I am a father, husband and a Database Administrator for Boulder County. I moved to Colorado from Alabama to take this position and absolutely love it here. My primary focus as a Database Administrator has been with Microsoft SQL Server. I do have a slight bias towards the Microsoft stack since that is what I know well, but my philosophy, however, is to provide customers with a solution that best fits their needs. I enjoy solving problems and am currently working to develop a blogging and presenting habit.

Using Central Management as Documentation

I hope you are using Central Management Servers to manage your environment; if not, that’s okay, but I highly recommend taking a look at Brent Ozar’s blog where he talks about how to configure a Central Management Server and some of the pros and cons. Then, if you really want to dive further into using Central Management, you can use Policy Based Management to help manage your environment; for that I recommend reading Jorge Segarras blogs on Policy Based Management. It’s amazing what you can do, and Jorge and Brent really lay the ground work for you to manage any size environment using Central Management Servers.

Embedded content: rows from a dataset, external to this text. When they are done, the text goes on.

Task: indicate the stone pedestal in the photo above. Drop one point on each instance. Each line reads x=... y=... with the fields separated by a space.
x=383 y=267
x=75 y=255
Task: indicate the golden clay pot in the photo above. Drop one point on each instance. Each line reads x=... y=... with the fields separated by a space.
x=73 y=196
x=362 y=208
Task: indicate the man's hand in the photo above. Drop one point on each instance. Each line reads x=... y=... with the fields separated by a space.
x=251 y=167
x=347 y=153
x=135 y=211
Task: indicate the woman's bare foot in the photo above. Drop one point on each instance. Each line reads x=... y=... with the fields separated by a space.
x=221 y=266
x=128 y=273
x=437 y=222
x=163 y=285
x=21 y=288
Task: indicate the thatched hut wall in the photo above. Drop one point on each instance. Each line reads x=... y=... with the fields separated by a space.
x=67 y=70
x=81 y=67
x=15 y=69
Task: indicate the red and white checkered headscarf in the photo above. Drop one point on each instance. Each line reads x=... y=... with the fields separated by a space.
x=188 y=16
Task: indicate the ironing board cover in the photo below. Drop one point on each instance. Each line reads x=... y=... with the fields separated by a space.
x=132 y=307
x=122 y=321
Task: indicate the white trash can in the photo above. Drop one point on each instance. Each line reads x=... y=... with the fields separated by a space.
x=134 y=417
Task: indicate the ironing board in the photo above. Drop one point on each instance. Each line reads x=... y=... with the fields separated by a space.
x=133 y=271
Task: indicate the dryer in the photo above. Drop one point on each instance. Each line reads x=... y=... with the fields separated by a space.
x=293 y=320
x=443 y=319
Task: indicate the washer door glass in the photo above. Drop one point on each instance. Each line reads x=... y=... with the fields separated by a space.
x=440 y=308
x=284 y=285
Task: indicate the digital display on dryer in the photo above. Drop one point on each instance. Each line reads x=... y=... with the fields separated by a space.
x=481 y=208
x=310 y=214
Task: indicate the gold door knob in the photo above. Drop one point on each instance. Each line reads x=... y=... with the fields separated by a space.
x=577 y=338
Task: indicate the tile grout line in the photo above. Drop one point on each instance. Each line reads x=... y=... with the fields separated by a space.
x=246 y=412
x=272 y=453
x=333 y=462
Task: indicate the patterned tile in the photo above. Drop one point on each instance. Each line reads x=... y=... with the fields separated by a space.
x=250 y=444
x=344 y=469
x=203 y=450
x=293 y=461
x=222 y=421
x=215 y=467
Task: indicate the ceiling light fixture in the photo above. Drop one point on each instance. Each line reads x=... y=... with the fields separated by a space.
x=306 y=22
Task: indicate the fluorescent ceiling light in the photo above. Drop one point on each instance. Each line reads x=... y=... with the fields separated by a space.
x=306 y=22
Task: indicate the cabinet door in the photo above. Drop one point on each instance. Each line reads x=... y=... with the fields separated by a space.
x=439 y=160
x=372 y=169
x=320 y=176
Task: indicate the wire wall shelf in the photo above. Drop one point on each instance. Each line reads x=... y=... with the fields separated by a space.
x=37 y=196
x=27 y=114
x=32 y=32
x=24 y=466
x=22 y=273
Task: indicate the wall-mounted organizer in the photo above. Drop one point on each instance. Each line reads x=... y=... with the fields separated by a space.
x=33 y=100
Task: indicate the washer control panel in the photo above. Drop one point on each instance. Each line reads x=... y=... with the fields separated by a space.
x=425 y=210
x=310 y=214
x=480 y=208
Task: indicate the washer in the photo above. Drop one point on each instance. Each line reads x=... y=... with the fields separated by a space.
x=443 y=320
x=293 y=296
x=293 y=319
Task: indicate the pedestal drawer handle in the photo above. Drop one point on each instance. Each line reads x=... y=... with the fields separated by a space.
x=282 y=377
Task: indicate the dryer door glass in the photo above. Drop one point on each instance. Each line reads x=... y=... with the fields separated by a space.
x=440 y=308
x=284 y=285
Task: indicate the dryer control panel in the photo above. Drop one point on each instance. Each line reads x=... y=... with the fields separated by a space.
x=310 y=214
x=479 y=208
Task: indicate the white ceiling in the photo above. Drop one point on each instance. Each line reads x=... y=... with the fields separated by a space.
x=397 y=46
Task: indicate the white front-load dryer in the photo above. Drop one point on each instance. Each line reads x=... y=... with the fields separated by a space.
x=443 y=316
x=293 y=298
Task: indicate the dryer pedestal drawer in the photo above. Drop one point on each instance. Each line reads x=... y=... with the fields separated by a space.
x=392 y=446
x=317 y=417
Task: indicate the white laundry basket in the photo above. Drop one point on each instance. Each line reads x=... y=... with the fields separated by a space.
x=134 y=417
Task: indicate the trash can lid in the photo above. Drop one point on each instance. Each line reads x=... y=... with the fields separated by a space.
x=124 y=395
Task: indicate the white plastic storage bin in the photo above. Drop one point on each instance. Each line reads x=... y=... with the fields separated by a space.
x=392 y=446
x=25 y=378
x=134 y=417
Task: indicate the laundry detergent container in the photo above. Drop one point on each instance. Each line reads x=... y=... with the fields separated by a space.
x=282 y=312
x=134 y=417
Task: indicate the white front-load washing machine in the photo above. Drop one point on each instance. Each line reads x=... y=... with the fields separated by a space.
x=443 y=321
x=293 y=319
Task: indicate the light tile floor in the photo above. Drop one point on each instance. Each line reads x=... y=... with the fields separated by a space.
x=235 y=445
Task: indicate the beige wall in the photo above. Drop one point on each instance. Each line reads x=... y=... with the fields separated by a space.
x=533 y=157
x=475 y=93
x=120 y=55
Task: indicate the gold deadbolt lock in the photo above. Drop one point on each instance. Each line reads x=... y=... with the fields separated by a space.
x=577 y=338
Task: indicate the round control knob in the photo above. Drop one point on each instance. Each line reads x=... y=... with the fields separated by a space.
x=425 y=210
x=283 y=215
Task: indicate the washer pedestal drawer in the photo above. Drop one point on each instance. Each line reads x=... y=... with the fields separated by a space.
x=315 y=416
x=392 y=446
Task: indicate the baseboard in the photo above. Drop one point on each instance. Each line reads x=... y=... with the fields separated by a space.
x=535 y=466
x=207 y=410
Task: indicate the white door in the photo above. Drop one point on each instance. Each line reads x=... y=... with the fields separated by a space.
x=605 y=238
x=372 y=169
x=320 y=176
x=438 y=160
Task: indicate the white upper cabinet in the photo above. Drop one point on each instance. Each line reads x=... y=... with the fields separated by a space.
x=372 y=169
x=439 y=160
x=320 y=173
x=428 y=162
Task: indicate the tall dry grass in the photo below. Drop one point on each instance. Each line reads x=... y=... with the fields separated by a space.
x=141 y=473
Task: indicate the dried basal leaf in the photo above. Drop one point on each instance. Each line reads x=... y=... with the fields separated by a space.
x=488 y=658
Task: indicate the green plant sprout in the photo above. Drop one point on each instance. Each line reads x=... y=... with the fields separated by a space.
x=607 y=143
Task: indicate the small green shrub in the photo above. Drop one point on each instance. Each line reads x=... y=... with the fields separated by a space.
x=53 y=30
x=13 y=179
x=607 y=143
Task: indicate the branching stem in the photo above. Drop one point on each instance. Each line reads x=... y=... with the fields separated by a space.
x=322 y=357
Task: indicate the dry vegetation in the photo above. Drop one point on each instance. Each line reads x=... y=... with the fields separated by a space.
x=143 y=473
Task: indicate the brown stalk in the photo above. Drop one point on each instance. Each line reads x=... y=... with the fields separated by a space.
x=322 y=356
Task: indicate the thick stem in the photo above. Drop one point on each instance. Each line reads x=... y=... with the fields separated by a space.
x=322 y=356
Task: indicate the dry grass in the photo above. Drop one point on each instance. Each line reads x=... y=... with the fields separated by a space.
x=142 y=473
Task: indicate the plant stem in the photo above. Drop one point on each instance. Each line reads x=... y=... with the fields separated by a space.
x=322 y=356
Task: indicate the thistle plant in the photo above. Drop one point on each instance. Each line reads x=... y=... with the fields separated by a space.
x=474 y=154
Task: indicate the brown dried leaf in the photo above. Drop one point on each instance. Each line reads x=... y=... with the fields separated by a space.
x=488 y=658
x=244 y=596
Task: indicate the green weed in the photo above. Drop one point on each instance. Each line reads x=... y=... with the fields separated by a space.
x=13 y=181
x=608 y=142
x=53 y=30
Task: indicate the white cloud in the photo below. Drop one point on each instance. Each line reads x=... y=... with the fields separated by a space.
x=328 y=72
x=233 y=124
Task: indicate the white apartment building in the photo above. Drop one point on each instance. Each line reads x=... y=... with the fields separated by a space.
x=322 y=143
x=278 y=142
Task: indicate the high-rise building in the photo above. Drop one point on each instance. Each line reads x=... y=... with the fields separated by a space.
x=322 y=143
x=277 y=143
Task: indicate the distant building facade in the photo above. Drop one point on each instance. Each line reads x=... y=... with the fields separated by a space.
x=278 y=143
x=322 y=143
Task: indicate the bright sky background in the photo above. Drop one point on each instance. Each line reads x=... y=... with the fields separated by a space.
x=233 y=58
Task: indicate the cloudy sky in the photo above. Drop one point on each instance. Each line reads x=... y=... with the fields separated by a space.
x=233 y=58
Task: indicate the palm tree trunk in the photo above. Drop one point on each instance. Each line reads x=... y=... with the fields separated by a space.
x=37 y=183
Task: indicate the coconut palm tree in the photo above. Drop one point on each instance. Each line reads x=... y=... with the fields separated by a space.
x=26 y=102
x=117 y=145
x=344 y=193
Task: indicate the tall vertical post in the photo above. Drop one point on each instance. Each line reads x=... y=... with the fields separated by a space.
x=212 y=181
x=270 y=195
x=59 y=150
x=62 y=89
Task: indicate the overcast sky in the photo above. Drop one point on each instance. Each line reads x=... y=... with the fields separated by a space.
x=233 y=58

You might be saying, “Okay, that’s great and wonderful, but what does that have to do with documentation?” Great question! If you are like me, you will probably set up your registered servers using groups to classify what they are: Development, QA, and Production. The names may vary, but you get the point. You might even go as far as to sub-classify them into support tiers or SQL Server versions. The possibilities are endless, but you get the point.

Now, as you can easily see, I have a server named SQLONE that is a production server in the Tier 3 level of support. This is great, but you can’t tell what each level means. Well, this is where a commonly overlooked text box comes in very handy. When you are setting up the server group or registered server, there is a description box that many skip. Don’t do it! Fill in the description with some helpful information like the description of each support level or the Application and Point of Contact for a particular server. Then, when you hover over a server or server group with your mouse, a tool tip will appear with the description you entered.

This can be very useful; for instance, if you have given rights to a Business Analyst or Developer to view the Central Management server list, they can easily see what the support levels are, what application each server supports and the person to contact about that app.

The best part is that all this data is stored for you in tables on your Central Management server and can easily be queried through the two views sysmanagement_shared_registered_servers or sysmanagement_share_server_groups, or through the two underlying tables sysmanagement_shared_registered_server_internal or sysmanagement_share_server_groups_internal. So once you have created your server list, you have an inventory of your servers that you will keep up-to-date because it will be something you are looking at and touching on a daily basis.